Hay fines de semana diferentes a lo habitual pero hay otros que lo son muy porque solo se hacen una vez en la vida. Es el caso que me ocurrió este fin de semana viajando a Guadalajara para encontrarme con gente que hacía 45 años que no veía. Gente que era mucha, pues alrededor de 60 hombres más o menos. Hombres solamente, con alguna excepción consorte, porque ‘entonces’, cuando estudiábamos bachillerato (con reválidas y estamos vivos) en los años sesenta no nos habían reunido a los niños con las niñas y a las niñas con los niños, lo que no sé si es bueno o malo pero que me quiten lo bailado. Y prueba de ello fue este encuentro de solo tíos después de 45 años, y en el que echamos de menos a los muertos, físicamente pues los muertos de sentimientos cuesta menos. Un buen fin de semana a pesar del viaje largo y el poco tiempo para disfrutarlo.
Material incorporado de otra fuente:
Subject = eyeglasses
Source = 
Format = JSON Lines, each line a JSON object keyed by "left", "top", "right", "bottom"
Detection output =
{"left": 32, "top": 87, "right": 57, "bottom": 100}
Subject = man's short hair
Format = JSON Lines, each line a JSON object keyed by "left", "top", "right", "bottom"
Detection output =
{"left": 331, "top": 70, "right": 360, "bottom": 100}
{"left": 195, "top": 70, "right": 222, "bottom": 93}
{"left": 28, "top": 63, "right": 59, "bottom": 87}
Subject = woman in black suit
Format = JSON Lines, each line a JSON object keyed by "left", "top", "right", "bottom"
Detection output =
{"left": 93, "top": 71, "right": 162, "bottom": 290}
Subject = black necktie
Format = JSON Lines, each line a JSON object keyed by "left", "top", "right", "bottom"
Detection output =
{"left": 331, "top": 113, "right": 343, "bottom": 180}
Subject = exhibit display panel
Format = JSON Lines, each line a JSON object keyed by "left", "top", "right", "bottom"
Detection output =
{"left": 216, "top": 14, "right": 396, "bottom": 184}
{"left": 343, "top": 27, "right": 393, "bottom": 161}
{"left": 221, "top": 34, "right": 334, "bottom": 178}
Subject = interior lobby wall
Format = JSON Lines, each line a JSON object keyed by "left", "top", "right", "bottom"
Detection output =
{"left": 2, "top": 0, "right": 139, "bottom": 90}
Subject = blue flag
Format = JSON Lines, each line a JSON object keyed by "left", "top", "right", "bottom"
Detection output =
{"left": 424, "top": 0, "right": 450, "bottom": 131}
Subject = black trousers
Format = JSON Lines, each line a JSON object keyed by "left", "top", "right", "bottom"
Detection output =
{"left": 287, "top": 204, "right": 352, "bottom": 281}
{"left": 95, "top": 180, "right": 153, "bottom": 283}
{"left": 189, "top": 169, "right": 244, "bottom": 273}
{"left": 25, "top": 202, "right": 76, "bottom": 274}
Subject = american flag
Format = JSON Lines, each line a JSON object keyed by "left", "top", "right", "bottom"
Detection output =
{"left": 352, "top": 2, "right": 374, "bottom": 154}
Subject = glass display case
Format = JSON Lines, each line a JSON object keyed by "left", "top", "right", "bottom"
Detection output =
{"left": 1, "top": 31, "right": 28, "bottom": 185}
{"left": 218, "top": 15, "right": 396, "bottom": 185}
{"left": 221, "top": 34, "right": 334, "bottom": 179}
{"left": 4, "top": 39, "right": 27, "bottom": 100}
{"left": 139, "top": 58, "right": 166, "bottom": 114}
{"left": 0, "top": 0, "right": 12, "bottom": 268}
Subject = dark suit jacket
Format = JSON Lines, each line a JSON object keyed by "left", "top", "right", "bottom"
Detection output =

La experiencia me produjo una doble emoción: por un lado, alegría y satisfacción por encontrarme con señores a quien conocí de niños tan bien (antes los internados eran intensos y prolongados) y que me saciaron la innata curiosidad en directo y vivamente de como nos trató la vida a cada uno; y por otro lado el sentimiento fue un poco de tristeza por saber que la ocasión ya no se volvería a repetir pues cualquier se reúne dentro de otros cuarenta y cinco años ¿verdad?, así que resultó también como una despedida definitiva de esta fiesta de camaradería.
Por cierto, me vino genial para la vida posterior haber ido interno, como si a la escuela de materias escolares se añadiera la más importante de las asignaturas que resulta de la convivencia con tus compañeros. Me alegro del antes y del ahora, porque a los que quise los sigo queriendo, sin más y sin menos.